Dans la première partie du roman, celle-ci déroule en parallèle l’enfance de ses parents et la sienne. Dans un montage serré champ contre champ, elle fait défiler les scènes et les années : Victoria et ses dix frères et sœurs, l’équipe de foot du malheur ; Julian fuyant l’orphelinat pour s’embarquer en mer. Puis leur rencontre, leur amour et leur départ vers la France. La galicienne y sera femme de ménage, le fils de pute, gardien du théâtre de la Michodière. Maria grandit là, parmi les acteurs, les décors, les armes à feu de son père, basque et révolutionnaire, buveur souvent violent, les silences de sa mère et les moqueries de ses amies. Mais la fille d’immigrés coude son destin. Elle devient réalisatrice, tombe amoureuse, fonde un foyer, s’extirpe de ses origines. Jusqu’à ce que le sort l’y ramène brutalement. A vingt-sept ans, une tarologue prétend qu’elle ne serait pas la fille de ses parents. Pour trouver la vérité, il lui faudra retourner à Bilbao, la ville où elle est née. C’est la seconde partie du livre, où se révèle le versant secret de la vie des protagonistes au fil de l’enquête de la narratrice.

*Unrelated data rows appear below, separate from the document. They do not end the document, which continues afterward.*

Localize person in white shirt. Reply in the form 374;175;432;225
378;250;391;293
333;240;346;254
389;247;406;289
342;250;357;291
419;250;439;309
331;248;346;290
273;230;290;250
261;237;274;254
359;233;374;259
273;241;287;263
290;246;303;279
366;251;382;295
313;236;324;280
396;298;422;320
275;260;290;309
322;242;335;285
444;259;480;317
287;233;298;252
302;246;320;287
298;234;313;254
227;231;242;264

Dans une écriture à la fois fluide mais tendue, Maria Larrea nous raconte donc une histoire, son histoire, qui se déroule sous nos yeux écarquillés tel un film où l’on attendrait la prochaine séquence. Cela doit sans doute au métier premier de la romancière, qui, après être passée par la prestigieuse école de la FEMIS devient réalisatrice et scénariste pour le cinéma. Maria Larrea a l’art de nous tenir en haleine tout au long de son récit, et nous sommes bien loin de nous douter en début de lecture où celui-ci nous mènera. Au fil des chapitres qui alternent entre la Galice et Bilbao, sa terre d’origine et Paris où elle grandit et vit, Maria Larrea revient sur une enquête aussi étonnante qu’émouvante puisqu’elle est celle, réelle, de ses origines. Une quête d’identité qui se heurtera à de nombreux silences - ceux de ses parents Victoria et Julian - mais aussi à de réels tabous - l’adoption illégale dans une espagne tout juste sortie du régime franquiste. Mais son entourage ainsi que de nombreux témoignages similaires au sien l’aideront à, peu à peu, faire la lumière sur sa naissance, brisant un poids devenu trop lourd, dévoilant un secret qu’elle ne sera plus alors la seule à porter.
Débarquer d'Hugo Boris chez Grasset
Andrew, vétéran américain du 6 juin 1944, trouve la force de revenir en Normandie à la fin de ses jours pour revoir la terre qui l’a si profondément marqué. Une guide des plages du débarquement doit l’accueillir, Magali, âgée d’une trentaine d’années.
Dans sa profession, accompagner un vétéran d’Omaha Beach, c’est le Saint-Graal. Mais ce matin, lorsqu’on lui annonce l’arrivée d’Andrew, Magali se sent dépassée. Il y a neuf mois, son mari a disparu et depuis l’enquête piétine, personne ne sait s’il est mort ou vivant. Seule avec ses deux enfants, elle est morte d’inquiétude. La visite de ce vieil Américain, alors qu’elle musèle sa douleur avec des médicaments depuis des semaines, c’est trop.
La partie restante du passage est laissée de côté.